Not every head is interpretable; that’s normal. Use these plots for debugging intuition, not as a definitive explanation.


13) Mini-Glossary



14) References & Further Reading


  1. Vaswani, A. et al. (2017). Attention Is All You Need. NIPS. (Transformer overview)
  2. Jay Alammar. The Illustrated Transformer. (Great visual blog)
  3. Bengio, Goodfellow, Courville. Deep Learning — sequence models & attention.
  4. Wikipedia: Attention (ML), Softmax, LayerNorm, Positional encoding.

15) Video: Karpathy — “Let’s build GPT from scratch”




16) FAQ


Q1. Why the \(\sqrt{d_k}\) scaling?

Dot products grow with \(d_k\).
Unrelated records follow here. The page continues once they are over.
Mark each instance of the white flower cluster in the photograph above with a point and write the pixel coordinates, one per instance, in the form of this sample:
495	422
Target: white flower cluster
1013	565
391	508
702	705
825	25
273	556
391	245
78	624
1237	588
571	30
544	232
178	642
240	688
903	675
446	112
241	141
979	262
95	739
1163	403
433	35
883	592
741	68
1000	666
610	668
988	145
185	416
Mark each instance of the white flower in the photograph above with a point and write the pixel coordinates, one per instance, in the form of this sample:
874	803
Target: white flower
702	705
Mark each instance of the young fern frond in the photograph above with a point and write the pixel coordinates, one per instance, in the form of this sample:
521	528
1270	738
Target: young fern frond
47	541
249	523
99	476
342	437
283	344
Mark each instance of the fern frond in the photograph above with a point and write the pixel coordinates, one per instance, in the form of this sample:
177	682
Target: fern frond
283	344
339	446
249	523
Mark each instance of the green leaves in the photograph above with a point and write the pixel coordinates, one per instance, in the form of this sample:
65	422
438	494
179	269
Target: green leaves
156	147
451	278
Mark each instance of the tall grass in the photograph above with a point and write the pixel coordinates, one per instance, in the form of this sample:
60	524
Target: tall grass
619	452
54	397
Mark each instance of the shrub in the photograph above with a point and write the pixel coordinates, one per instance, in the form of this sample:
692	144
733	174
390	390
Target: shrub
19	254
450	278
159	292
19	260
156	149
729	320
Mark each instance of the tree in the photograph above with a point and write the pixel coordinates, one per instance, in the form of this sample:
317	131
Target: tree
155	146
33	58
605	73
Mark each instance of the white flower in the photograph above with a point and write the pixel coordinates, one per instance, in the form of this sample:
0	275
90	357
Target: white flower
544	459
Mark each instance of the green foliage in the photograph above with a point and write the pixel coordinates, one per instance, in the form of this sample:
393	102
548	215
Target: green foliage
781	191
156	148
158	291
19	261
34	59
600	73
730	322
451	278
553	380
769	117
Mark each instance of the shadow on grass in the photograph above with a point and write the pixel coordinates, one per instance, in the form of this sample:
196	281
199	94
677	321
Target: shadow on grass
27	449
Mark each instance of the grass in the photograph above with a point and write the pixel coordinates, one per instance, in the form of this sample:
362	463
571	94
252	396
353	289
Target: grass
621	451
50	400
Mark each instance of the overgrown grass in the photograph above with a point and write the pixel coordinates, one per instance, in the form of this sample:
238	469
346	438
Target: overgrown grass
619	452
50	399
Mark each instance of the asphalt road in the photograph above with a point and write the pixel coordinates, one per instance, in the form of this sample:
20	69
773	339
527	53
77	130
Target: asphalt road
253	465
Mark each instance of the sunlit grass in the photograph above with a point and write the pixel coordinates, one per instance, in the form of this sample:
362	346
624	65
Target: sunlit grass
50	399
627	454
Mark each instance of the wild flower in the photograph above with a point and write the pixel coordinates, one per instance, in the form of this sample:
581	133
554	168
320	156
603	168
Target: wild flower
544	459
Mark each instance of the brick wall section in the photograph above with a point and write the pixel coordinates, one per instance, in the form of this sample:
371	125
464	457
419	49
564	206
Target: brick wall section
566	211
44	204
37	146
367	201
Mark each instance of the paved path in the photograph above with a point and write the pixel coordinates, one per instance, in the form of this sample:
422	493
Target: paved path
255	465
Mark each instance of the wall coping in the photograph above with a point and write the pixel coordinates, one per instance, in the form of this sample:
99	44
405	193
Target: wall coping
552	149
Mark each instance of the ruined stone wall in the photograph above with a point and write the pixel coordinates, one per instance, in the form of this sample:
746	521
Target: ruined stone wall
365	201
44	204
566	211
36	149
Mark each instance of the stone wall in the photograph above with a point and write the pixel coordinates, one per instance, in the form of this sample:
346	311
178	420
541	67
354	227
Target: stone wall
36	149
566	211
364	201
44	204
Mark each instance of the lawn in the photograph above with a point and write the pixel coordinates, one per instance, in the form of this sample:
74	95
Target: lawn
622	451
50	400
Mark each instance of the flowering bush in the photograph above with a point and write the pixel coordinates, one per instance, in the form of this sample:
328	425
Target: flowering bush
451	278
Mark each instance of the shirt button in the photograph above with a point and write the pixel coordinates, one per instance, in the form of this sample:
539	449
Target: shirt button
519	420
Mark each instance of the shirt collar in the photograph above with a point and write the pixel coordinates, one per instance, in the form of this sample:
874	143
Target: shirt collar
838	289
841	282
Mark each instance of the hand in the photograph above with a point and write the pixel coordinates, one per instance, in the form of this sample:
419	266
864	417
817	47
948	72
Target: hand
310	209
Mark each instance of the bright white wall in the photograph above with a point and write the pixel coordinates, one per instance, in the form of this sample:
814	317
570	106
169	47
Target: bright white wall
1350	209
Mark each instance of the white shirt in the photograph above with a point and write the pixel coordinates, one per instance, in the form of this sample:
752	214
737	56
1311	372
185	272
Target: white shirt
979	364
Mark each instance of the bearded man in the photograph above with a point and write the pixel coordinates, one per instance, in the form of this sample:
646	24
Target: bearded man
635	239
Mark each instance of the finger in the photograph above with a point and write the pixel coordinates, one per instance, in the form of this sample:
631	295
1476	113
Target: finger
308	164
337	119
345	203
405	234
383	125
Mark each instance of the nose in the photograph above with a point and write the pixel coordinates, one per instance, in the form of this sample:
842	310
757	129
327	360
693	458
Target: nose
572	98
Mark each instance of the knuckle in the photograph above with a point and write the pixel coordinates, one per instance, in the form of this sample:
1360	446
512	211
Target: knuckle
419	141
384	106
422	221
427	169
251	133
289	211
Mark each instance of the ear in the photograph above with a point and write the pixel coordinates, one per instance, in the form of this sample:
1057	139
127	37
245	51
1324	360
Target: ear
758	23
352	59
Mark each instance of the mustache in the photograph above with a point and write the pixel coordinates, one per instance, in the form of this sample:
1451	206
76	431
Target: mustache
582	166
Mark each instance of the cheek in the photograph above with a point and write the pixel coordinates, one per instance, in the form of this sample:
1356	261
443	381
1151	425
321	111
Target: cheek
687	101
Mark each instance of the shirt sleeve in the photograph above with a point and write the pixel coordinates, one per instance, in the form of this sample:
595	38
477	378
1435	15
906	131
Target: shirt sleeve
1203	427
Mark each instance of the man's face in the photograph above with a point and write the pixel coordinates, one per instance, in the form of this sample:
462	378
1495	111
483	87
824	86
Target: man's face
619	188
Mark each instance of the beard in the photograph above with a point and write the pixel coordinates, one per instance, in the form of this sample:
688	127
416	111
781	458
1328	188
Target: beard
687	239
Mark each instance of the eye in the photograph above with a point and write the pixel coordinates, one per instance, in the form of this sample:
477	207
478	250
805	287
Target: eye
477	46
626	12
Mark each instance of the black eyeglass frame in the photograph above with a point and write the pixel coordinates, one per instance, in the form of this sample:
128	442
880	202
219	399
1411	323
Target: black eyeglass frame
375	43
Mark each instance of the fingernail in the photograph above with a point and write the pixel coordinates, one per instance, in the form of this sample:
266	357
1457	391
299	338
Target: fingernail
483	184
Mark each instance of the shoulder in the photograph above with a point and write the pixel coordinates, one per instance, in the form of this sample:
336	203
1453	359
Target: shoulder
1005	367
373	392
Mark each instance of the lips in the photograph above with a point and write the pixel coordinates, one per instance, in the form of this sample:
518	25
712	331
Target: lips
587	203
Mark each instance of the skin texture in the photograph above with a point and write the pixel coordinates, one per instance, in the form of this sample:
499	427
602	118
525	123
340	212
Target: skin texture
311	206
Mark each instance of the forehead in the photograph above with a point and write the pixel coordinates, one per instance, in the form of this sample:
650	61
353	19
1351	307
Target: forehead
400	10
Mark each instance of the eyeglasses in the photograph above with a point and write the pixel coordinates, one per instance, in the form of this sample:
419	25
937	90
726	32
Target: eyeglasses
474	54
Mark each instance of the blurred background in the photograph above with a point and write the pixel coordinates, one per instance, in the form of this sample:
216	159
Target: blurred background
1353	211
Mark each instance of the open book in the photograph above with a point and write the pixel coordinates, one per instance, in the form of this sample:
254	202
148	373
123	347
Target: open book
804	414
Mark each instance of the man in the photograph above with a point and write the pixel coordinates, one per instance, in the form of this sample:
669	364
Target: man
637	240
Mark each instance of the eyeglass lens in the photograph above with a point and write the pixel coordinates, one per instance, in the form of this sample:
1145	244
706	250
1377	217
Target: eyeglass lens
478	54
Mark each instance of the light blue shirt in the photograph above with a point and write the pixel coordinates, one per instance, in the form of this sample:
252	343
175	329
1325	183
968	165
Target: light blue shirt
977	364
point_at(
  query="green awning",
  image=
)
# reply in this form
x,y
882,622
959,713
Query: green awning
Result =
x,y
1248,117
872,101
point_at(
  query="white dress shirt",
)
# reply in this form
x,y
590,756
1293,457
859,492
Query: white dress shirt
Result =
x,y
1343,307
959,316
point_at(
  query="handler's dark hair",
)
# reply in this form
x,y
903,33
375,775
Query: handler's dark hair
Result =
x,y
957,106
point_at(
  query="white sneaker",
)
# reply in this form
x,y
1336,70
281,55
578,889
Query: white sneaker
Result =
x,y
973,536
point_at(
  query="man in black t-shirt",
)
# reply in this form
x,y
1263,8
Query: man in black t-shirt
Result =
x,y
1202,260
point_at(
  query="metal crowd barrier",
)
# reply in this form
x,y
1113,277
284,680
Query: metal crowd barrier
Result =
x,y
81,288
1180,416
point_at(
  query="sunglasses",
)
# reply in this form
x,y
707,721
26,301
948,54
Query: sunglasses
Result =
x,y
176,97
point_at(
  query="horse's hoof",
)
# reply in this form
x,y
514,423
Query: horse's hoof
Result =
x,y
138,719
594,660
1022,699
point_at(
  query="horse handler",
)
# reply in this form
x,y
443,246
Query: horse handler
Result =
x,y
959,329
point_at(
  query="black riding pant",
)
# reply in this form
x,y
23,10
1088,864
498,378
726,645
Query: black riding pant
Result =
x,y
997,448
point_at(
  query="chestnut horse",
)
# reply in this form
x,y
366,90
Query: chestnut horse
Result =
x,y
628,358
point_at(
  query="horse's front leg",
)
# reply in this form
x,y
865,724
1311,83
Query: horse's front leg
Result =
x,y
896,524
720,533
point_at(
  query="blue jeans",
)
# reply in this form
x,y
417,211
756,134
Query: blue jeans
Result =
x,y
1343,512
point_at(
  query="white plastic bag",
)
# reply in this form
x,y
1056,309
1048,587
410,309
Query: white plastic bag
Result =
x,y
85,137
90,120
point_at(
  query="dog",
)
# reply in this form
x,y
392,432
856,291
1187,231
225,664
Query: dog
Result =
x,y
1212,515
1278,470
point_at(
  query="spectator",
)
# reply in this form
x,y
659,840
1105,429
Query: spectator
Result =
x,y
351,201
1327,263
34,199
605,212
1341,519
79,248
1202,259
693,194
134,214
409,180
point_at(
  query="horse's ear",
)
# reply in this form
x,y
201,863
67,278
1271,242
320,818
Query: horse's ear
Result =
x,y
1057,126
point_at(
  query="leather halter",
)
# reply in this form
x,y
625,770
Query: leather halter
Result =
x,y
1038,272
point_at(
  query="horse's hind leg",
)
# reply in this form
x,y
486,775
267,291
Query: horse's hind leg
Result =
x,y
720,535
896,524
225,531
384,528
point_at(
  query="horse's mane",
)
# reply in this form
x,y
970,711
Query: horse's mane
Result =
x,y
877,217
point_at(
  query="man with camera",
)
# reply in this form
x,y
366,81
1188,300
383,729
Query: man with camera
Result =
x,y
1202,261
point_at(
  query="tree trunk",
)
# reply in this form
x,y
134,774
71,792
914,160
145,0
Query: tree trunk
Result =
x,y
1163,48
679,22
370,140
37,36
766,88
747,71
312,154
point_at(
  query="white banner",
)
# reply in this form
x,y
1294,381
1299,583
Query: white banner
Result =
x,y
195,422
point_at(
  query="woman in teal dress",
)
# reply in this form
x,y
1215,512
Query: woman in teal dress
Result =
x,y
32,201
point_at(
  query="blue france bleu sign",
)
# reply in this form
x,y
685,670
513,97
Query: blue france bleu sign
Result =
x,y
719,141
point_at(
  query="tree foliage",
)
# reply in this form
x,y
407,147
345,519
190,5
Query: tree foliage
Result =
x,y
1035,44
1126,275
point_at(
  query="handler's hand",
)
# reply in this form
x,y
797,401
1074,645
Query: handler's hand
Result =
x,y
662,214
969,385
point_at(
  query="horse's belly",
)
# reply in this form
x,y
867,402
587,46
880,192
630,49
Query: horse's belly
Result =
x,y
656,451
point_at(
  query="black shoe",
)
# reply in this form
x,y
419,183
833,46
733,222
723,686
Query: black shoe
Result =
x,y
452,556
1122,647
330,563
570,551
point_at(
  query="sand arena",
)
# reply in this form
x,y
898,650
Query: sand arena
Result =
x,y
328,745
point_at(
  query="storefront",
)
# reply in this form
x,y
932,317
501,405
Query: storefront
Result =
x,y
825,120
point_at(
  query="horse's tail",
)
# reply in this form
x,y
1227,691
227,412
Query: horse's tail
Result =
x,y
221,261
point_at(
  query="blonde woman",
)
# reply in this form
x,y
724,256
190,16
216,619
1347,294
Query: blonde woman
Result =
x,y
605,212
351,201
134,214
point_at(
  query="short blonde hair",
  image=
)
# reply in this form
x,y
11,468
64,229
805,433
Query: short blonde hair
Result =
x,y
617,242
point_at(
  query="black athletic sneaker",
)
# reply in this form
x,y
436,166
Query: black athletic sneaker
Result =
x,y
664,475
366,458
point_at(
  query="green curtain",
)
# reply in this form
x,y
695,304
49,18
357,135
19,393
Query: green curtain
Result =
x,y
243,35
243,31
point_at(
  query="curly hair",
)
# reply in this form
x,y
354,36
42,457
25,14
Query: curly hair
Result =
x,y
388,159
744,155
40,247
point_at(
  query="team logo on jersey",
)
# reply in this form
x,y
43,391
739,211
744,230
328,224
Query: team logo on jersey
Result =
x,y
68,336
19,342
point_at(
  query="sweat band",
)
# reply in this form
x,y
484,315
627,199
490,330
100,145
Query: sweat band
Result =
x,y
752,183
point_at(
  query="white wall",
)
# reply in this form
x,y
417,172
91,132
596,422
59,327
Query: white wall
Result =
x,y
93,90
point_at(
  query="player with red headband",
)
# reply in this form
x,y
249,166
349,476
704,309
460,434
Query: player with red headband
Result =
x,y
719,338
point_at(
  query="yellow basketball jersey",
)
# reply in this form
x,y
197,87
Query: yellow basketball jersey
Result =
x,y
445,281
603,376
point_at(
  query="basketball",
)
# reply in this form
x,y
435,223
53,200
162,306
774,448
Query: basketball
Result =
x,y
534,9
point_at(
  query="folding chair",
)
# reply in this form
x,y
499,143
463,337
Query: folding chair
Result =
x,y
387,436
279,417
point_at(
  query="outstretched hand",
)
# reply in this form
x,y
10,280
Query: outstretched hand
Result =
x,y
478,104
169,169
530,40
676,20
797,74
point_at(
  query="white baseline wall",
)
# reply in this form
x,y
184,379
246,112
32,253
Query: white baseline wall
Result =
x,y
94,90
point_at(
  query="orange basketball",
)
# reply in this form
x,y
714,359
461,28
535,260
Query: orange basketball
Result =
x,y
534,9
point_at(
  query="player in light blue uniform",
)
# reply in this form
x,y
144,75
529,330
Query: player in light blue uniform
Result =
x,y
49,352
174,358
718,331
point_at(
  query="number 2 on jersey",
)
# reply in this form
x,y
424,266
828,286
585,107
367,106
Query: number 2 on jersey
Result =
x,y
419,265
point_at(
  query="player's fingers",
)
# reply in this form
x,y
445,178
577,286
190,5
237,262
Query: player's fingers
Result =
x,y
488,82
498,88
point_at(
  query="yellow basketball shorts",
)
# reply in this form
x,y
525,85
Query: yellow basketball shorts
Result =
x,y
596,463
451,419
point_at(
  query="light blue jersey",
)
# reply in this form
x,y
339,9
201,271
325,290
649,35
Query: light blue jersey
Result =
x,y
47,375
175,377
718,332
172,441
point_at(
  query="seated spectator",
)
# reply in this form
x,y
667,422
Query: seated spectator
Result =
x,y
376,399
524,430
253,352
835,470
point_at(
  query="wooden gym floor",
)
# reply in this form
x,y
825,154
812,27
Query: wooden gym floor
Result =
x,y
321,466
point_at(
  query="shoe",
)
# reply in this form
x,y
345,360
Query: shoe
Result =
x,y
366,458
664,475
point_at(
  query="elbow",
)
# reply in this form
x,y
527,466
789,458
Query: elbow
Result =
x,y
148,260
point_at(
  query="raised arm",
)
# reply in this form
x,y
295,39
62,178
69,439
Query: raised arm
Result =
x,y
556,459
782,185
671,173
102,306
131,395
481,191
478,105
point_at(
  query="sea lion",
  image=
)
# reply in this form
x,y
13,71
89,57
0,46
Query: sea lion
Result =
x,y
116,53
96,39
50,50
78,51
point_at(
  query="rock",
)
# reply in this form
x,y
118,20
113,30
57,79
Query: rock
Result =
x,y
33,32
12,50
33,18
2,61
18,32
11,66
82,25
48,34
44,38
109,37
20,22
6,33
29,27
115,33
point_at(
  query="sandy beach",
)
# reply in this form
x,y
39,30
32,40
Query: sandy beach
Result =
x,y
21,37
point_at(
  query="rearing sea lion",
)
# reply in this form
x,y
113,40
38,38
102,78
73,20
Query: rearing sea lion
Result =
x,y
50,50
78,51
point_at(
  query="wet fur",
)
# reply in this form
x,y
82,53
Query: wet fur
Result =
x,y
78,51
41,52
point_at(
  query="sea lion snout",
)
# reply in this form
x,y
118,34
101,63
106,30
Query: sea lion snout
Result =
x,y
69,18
Scaling keeps logits in a good range so softmax isn’t overly peaky, stabilizing gradients.

Q2. What’s the difference between encoder self-attention and decoder self-attention?

Encoders attend bidirectionally (see all tokens). Decoders use a causal mask to prevent peeking at future tokens during generation.

Q3. Do I need multi-head attention?

Almost always yes. Multiple heads let the model capture different relationships in parallel; single-head is a useful teaching simplification.

Q4. How do positional encodings get added?

Typically by addition: \(X_\text{input}=X_\text{embed}+\text{PE}\). Learned or sinusoidal both work; sinusoidal gives nice extrapolation properties.

Q5. Why are long contexts expensive?

The attention matrix is \(n\times n\). Both compute and memory grow quadratically with sequence length.